For a long while Irravel said nothing. Then it occurred to her to check her old body, still frozen in the same casket where Mirsky had once revealed it to her. She ordered some children to prepare the body for a detailed examination, then looked through their eyes. The microscopic evidence of reconnective surgery around the neck was too slight ever to have shown up unless one was looking for it. But now there was no mistaking it.

I did it to save your neck, Markarian had said, when she had held him pinned to the ice of Seven’s ship.

‘You appear to be telling the truth,’ she said, when she had released the children. ‘The nature of your betrayal was…’ And then she paused, searching for the words, while Markarian watched her across the table. ‘Different from what I assumed. Possibly less of a crime. But still a betrayal, Markarian.’

‘One I’ve lived with for three hundred years of subjective time.’

‘You could have returned the sleepers alive at any time. I wouldn’t have attacked you.’ But she didn’t even sound convincing to herself.

‘What now?’ Markarian said. ‘Do we keep this distance, arguing until one of us has the nerve to strike against the other? I’ve Nestbuilder weapons as well, Irravel. I think I could rip you apart before you could launch a reprisal.’

‘You’ve had the opportunity to do so before. Perhaps you never had the nerve, though. What’s changed now?’
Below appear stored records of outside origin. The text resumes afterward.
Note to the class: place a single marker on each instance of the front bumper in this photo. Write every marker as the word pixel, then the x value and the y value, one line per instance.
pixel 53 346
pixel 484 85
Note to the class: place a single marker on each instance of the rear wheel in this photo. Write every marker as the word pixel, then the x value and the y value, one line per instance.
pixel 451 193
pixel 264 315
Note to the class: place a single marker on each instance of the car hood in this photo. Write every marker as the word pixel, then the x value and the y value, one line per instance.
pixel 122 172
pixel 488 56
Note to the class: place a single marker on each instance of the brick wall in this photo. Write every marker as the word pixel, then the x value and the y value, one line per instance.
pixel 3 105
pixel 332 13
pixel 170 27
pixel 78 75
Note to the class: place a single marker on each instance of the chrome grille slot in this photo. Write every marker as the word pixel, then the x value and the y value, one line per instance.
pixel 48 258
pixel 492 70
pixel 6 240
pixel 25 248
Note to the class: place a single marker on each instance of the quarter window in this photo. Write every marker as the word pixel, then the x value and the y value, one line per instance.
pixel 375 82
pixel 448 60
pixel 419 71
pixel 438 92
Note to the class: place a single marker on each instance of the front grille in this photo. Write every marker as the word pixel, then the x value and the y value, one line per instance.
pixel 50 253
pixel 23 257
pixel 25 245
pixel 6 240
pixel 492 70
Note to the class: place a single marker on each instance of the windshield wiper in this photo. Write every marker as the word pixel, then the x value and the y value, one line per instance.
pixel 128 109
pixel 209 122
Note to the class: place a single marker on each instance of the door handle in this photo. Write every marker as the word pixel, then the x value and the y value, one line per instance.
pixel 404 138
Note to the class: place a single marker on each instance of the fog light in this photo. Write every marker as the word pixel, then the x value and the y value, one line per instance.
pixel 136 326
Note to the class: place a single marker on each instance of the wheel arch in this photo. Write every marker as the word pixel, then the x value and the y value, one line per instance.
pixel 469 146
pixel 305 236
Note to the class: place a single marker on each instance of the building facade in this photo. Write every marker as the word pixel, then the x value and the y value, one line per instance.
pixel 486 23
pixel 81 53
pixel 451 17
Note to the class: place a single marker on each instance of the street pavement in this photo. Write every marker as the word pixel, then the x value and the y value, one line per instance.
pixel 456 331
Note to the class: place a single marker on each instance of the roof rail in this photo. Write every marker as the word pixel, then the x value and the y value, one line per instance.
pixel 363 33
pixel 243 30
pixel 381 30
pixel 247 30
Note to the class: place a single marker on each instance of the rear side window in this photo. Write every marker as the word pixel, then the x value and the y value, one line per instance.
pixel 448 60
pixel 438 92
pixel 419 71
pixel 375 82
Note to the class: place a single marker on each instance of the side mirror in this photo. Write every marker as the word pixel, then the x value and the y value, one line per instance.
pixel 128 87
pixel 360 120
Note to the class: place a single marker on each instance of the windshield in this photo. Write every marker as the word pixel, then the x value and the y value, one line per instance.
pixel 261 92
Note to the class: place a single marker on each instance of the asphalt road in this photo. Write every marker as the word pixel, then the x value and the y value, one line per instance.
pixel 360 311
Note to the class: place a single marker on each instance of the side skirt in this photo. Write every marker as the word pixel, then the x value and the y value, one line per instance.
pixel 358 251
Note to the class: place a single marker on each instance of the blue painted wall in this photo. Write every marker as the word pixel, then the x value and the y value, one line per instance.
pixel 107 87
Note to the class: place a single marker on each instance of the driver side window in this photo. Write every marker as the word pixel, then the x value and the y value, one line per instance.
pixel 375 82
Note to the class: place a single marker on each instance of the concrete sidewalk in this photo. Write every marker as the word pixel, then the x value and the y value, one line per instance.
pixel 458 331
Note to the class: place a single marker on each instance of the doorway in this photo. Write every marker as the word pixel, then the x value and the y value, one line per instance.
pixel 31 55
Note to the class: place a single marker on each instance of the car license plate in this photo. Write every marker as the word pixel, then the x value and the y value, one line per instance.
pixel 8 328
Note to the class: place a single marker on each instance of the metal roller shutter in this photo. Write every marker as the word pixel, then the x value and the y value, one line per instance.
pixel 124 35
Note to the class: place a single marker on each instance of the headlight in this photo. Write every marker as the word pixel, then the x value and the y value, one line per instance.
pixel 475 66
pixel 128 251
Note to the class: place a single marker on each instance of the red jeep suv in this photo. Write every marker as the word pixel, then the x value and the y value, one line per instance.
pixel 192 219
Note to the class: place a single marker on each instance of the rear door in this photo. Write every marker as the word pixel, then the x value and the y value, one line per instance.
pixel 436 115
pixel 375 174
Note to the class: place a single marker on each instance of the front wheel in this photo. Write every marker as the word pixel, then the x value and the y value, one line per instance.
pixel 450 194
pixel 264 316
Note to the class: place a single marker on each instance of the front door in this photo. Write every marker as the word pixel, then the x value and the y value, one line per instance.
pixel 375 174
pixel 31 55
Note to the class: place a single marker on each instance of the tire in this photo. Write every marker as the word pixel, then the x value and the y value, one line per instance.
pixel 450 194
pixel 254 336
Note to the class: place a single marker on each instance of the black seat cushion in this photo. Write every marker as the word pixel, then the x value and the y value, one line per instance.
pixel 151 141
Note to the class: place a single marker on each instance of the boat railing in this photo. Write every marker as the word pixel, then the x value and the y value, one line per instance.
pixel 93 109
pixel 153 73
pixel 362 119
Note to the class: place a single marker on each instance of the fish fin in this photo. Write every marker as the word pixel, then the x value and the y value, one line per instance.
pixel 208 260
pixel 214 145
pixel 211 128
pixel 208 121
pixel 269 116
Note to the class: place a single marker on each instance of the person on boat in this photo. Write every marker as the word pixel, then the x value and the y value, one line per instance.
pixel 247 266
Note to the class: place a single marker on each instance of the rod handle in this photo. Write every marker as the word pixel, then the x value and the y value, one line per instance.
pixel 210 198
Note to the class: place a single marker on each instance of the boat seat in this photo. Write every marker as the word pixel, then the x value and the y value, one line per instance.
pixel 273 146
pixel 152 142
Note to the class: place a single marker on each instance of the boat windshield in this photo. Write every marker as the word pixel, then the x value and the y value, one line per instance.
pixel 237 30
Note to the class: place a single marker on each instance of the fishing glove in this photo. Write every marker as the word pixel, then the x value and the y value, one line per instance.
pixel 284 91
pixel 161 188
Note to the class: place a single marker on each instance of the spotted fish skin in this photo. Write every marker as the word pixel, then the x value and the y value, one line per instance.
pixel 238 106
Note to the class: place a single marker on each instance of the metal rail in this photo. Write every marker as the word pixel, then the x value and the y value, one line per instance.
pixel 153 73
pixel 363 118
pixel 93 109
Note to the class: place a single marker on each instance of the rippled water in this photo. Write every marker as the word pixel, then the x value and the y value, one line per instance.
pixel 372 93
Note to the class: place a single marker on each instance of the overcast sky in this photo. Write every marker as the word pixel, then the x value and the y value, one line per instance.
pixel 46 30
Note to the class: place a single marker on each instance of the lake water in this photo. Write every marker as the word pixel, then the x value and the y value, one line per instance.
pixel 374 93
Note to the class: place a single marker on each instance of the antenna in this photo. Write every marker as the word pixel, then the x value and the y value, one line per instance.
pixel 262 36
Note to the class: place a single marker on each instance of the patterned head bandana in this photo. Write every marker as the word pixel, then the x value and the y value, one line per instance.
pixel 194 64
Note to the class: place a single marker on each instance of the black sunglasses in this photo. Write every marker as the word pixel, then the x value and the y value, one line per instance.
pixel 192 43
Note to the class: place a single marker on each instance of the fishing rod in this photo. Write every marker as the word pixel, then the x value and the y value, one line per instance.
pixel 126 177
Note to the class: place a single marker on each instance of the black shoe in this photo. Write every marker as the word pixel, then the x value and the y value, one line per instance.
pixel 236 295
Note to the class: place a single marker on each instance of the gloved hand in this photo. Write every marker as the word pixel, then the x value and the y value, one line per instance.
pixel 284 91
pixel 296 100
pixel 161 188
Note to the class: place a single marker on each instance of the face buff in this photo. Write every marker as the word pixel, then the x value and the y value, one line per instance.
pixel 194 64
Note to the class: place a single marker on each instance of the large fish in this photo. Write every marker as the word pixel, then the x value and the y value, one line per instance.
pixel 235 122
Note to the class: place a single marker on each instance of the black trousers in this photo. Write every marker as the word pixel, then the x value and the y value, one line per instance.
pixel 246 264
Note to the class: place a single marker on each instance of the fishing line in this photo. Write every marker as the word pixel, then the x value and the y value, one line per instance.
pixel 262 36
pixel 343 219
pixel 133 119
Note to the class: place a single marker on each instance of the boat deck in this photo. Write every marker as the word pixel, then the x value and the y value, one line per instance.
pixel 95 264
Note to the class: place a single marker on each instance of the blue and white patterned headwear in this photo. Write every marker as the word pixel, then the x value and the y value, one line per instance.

Markarian’s gaze flicked to the map. ‘Everything. I think we should see what happens before making any rash decisions, don’t you?’

Irravel agreed.

She willed herself into stasis, medichines arresting all biological activity in every cell in her body. The ’chines would only revive her when something — anything — happened, on a galactic timescale. Markarian would retreat into whatever mode of suspension he favoured, until woken by the same stimulus.

He was still sitting there when time resumed, as if only a moment had interrupted their conversation.

The wave had spread further now. It had eaten into the galaxy for ten thousand light-years around Sol — a third of the way to the core. There was no sign that it had encountered resistance — at least nothing that had done more than hinder it. There had never been many intelligent, starfaring cultures to begin with, the Nestbuilder’s Slug had told her. Perhaps the few that existed were even now making plans to retard the wave. Or perhaps it had swallowed them, as it had swallowed humanity.

‘Why did we wake?’ Irravel said. ‘Nothing’s changed, except that it’s grown larger.’